"The size of transformers may become a key obstacle to overcome in the future for wireless communication and IoT," principal investigator, Professor Xiuling Liof Illinois, said.
Transformers use coiled wires to convert input signals to specific output signals for use in devices like microchips. Previous researchers have developed some radio frequency transformers using a stacked conducting material to solve the space problem, but these have limited performance potential. This is due to inefficient magnetic coupling between coils when they have a high turns ratio, meaning that the primary coil is much longer than the secondary coil, or vice versa, Prof. Li said.
These stacked transformers need to be made using special materials and are difficult to fabricate, and are bulky and unbendable. The new transformer design uses techniques Prof. Li's group previously developed for making rolled inductors.
3D rolled-up radio frequency transformers take 10 to 100 times less space, perform better when the power transfer ratio increases, and have a simpler fabrication process than their 2D progenitors, according to the team.
"We are making 3D structures using 2D processing," Prof. Li said. The team explained that they patterned metal wires onto stretched 2D thin films, and once the tension was released, the 2D films self-rolled into small tubes. This enabled the primary and secondary wires to coil and nest inside each other into a much smaller area for optimum magnetic induction and coupling. The nested 3D architecture leads to high turns ratio coils, Prof. Li added.
"A high turns ratio transformer can be used as an impedance transformer to improve the sensitivity of extremely low power receivers, which are expected to be a key enabler for IoT wireless front ends," said co-author, Professor Songbin Gong. Rolled transformers are also said to receive and process higher frequency signals than the larger devices.
"Wireless communication will be faster and use higher-frequency signals in the future. The current generation of radio frequency transformers simply cannot keep up with the miniaturisation requirements and high-frequency operation of the future," said lead author and postdoctoral researcher, Wen Huang. "Smaller transformers with more turns allow for better reception of faster, high-frequency wireless signals, as well as high-level integration in IoT applications."
The new transformers have a robust fabrication process - stable beyond standard foundry temperatures and compatible with industry-standard materials – according to the team.
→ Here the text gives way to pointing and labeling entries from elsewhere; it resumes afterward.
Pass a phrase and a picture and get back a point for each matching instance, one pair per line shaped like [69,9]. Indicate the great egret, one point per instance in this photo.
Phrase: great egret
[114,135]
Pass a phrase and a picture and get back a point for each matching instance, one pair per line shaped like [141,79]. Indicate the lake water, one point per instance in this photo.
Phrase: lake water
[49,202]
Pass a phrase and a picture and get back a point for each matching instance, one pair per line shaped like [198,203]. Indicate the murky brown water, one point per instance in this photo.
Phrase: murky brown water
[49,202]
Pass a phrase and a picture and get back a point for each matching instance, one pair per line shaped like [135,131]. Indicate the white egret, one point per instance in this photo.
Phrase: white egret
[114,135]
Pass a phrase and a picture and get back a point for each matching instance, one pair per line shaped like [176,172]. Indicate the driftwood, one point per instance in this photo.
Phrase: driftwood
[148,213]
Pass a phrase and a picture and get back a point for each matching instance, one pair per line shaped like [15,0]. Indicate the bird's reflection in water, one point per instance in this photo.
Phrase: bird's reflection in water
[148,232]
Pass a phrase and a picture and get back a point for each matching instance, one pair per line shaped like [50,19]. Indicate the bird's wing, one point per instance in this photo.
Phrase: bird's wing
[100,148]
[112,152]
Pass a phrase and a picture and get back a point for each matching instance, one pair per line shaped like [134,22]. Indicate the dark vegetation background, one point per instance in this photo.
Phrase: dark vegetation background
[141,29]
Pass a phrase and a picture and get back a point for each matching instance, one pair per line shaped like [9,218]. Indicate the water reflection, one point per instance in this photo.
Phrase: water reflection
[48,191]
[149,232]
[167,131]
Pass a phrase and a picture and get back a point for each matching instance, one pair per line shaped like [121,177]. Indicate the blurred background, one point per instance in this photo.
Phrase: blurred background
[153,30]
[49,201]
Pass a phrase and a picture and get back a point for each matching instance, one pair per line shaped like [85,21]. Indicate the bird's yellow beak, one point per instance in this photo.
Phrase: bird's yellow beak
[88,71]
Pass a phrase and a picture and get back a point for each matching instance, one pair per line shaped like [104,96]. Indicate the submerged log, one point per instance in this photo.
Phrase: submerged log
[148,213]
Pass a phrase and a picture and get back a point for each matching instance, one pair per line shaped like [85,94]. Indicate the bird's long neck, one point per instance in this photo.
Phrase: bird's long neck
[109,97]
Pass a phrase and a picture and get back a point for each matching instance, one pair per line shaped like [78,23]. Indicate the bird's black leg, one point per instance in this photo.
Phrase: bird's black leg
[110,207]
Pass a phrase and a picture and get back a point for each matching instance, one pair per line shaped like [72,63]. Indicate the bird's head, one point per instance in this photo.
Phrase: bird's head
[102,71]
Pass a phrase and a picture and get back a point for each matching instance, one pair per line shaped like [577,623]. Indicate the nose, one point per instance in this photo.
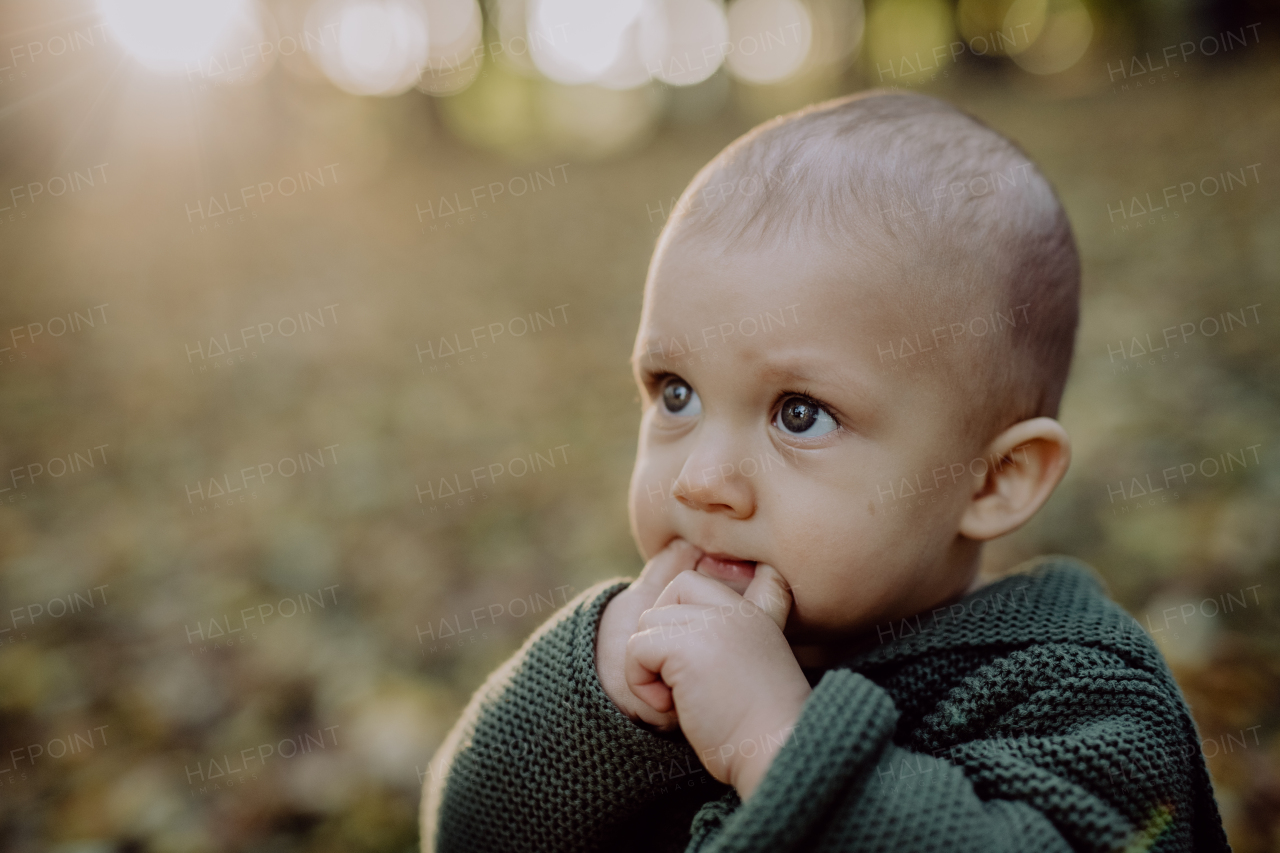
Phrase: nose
[712,482]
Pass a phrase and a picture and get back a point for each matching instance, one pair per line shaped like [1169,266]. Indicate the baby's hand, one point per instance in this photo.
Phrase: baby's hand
[721,661]
[620,621]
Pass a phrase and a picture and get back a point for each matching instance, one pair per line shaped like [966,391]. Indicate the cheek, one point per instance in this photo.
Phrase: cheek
[647,502]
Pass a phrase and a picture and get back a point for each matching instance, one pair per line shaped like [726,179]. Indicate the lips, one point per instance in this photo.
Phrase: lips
[727,568]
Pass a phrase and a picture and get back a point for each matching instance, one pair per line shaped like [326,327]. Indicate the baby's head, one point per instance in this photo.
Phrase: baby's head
[856,328]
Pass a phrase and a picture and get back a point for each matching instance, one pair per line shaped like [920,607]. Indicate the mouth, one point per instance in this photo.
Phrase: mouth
[726,568]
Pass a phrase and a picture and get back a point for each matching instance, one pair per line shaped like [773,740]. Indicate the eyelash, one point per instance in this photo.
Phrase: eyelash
[654,381]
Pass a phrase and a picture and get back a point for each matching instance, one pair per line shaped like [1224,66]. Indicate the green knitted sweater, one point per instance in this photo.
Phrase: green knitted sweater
[1034,715]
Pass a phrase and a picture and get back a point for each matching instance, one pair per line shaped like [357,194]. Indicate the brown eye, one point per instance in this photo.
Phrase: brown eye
[680,398]
[803,416]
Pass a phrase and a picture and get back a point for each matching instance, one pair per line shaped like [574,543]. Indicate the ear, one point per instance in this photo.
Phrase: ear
[1027,461]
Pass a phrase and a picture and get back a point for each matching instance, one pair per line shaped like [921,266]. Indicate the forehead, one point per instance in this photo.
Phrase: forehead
[781,299]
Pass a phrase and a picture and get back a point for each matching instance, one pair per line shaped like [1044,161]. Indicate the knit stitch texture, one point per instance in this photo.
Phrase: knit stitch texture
[1034,715]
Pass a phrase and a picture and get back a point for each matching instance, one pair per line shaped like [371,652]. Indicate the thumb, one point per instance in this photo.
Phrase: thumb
[677,556]
[771,593]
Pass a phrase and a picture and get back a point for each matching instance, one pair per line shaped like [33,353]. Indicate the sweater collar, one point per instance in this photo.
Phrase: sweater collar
[1047,600]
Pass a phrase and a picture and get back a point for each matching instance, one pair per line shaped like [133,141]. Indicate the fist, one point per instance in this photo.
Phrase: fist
[722,662]
[621,619]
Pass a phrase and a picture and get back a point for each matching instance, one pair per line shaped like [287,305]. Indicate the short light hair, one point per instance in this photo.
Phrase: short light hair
[949,203]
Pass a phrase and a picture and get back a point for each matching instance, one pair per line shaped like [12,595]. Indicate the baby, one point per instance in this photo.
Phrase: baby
[855,334]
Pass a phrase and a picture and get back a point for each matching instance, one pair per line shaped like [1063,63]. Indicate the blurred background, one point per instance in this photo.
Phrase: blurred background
[278,278]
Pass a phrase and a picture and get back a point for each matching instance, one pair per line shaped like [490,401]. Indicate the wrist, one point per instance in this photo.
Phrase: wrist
[749,770]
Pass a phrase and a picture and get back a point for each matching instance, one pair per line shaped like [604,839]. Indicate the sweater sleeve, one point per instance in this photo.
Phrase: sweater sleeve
[841,783]
[543,761]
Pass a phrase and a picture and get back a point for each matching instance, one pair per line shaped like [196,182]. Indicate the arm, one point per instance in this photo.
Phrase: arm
[1088,778]
[542,760]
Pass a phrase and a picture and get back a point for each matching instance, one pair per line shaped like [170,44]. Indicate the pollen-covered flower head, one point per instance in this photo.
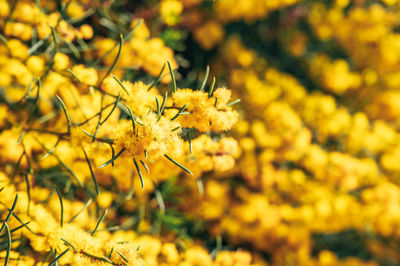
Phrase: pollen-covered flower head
[206,113]
[156,137]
This study used gold wire, but the researchers claim to have successfully demonstrated the fabrication of their rolled devices using industry-standard copper.
"The next step will be to use thinner and more-conductive metal such as graphene, allowing these devices to be made even smaller and more flexible. This advancement may make it possible for the devices to be woven into the fabrics of high-tech wearables," Prof. Li concluded.